Developer Learnings:
Kat Sauma
Developer Learnings:
Vanady Beard
&
As the back-end developer, I learned how important it is to create efficient and reliable systems that support the entire application. This experience also taught me the importance of optimising the database and ensuring the backend is scalable and easy to maintain.
Developer Learnings:
Stephen Asiedu
&
As a back-end developer, I've come to understand the importance of being familiar with various database systems and modules. This knowledge enables me to build diverse applications and maintain versatility in my work. I've also learned that the responsibility for making the right choices rests on my shoulders, guided by my best judgement.
Developer Learnings:
Dre Onyinye Anozie
&
Gained more familiarity with the agile project management process while working with a team including a product manager, designer and developer
Learned a lot about building out applications that prioritize accessibility features for folks with hearing impairment, blindness and more. This allowed me to look into the technologies that already exists.
Developer Learnings:
Maurquise Williams
&
- Process of Creating an MVP: Developing a Minimum Viable Product (MVP) taught me how to focus on delivering core functionalities balancing between essential features and avoiding scope creep.
- Collaboration in a Real-World Tech Setting: This experience taught me how to collaborate efficiently in a fast-paced tech environment, keeping the team aligned and productive, even while working remotely across time zones.

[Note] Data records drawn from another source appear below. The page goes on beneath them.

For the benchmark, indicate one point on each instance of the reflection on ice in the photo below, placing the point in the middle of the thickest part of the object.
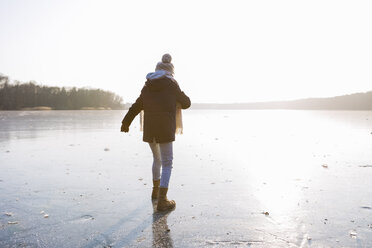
(230, 167)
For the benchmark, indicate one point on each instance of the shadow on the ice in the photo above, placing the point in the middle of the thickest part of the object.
(161, 236)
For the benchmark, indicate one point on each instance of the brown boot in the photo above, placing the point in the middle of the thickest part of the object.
(163, 203)
(155, 189)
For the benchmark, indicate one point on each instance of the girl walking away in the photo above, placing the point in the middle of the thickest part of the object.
(159, 99)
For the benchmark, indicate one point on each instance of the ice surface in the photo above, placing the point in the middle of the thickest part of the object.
(71, 179)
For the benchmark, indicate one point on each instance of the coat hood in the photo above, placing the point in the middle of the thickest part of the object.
(153, 80)
(158, 75)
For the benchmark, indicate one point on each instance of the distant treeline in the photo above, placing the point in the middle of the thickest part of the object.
(18, 96)
(357, 101)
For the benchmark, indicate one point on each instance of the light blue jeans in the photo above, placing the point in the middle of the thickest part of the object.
(163, 158)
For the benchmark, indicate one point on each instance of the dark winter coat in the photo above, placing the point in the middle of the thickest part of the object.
(158, 100)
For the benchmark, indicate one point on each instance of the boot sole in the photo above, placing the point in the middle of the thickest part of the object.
(166, 209)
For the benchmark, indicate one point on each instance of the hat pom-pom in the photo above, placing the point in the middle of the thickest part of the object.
(166, 58)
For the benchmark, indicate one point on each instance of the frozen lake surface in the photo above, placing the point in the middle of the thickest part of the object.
(241, 178)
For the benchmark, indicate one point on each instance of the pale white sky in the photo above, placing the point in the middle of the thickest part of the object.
(223, 51)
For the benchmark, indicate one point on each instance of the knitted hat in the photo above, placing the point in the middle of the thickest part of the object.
(165, 64)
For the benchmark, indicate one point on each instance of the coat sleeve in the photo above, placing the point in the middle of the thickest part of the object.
(182, 98)
(133, 111)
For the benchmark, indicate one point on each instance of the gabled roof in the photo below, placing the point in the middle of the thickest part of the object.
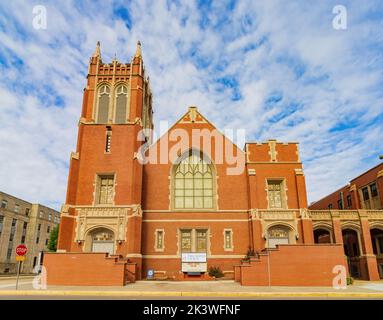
(194, 116)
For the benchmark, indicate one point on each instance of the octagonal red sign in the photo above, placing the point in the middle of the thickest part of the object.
(21, 250)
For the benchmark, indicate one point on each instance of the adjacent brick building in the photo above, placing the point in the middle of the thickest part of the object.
(361, 203)
(189, 201)
(22, 222)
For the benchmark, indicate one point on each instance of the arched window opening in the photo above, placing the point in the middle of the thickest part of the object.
(322, 236)
(103, 104)
(193, 184)
(377, 245)
(352, 251)
(121, 104)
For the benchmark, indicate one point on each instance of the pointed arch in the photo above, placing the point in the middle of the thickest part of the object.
(103, 102)
(193, 182)
(121, 104)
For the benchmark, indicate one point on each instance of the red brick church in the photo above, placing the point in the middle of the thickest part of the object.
(192, 200)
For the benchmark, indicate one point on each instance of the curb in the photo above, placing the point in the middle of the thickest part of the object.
(190, 294)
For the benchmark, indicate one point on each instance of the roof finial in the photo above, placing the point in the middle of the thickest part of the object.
(138, 50)
(97, 52)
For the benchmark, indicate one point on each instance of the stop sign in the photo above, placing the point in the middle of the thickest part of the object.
(21, 250)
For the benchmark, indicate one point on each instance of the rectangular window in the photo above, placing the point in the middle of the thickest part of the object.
(1, 224)
(186, 241)
(108, 141)
(194, 240)
(365, 193)
(275, 194)
(4, 204)
(374, 190)
(349, 202)
(228, 239)
(159, 239)
(105, 189)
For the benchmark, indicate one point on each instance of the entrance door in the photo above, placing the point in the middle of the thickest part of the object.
(273, 242)
(278, 235)
(103, 240)
(103, 246)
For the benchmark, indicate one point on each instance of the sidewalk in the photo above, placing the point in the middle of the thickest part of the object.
(361, 289)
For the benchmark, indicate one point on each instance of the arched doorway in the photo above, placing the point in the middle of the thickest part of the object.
(322, 236)
(278, 235)
(352, 251)
(102, 240)
(377, 246)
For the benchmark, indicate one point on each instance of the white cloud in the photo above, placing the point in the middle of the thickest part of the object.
(334, 77)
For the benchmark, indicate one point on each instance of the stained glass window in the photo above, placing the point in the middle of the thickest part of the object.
(106, 190)
(228, 244)
(186, 240)
(121, 104)
(275, 194)
(193, 184)
(103, 104)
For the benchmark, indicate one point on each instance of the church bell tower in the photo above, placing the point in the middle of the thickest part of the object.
(102, 211)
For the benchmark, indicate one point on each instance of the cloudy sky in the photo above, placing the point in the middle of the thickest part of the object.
(275, 68)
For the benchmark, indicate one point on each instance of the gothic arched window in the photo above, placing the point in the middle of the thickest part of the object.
(193, 184)
(103, 104)
(121, 103)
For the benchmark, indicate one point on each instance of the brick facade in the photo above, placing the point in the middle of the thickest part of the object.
(242, 201)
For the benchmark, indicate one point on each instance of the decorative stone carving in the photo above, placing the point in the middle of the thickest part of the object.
(113, 218)
(304, 214)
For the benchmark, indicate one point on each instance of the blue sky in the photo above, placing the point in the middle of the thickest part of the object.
(275, 68)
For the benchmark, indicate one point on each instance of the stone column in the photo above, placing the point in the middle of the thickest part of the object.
(368, 257)
(379, 181)
(258, 241)
(338, 237)
(134, 229)
(354, 197)
(307, 227)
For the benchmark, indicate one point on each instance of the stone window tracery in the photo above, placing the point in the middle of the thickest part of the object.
(193, 184)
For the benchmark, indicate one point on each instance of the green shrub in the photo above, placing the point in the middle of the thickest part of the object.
(215, 272)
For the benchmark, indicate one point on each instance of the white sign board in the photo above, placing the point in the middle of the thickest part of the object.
(194, 267)
(193, 257)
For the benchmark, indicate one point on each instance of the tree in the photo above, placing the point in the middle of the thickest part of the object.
(52, 243)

- Sharpening Critical Thinking and Problem-Solving Skills: This experience honed my ability to think critically and solve problems efficiently. By tackling challenges and finding quick solutions, I sharpened my decision-making and troubleshooting skills in a dynamic, real-world setting.
Developer Learnings:
Jeremiah Williams
&
All in all this experience was very awesome I learned that in coding with others being transparent is key
Developers Learnings:
Justin Farley
&
I learned how important communication is when working with a team. Communication provides understanding, advice, ideas, and much more. While working with the product team, I’ve found that communication keeps everything flowing smoothly. Working with a team also showed me that every member brings something different to the table and we all have to work together in order to align and meet our end goal.
Full Team Learning
We have learnt how to collaborate and work through stressful situations. We successfully derived a solution from a complex problem as emotion recognition for the purpose of inclusivity.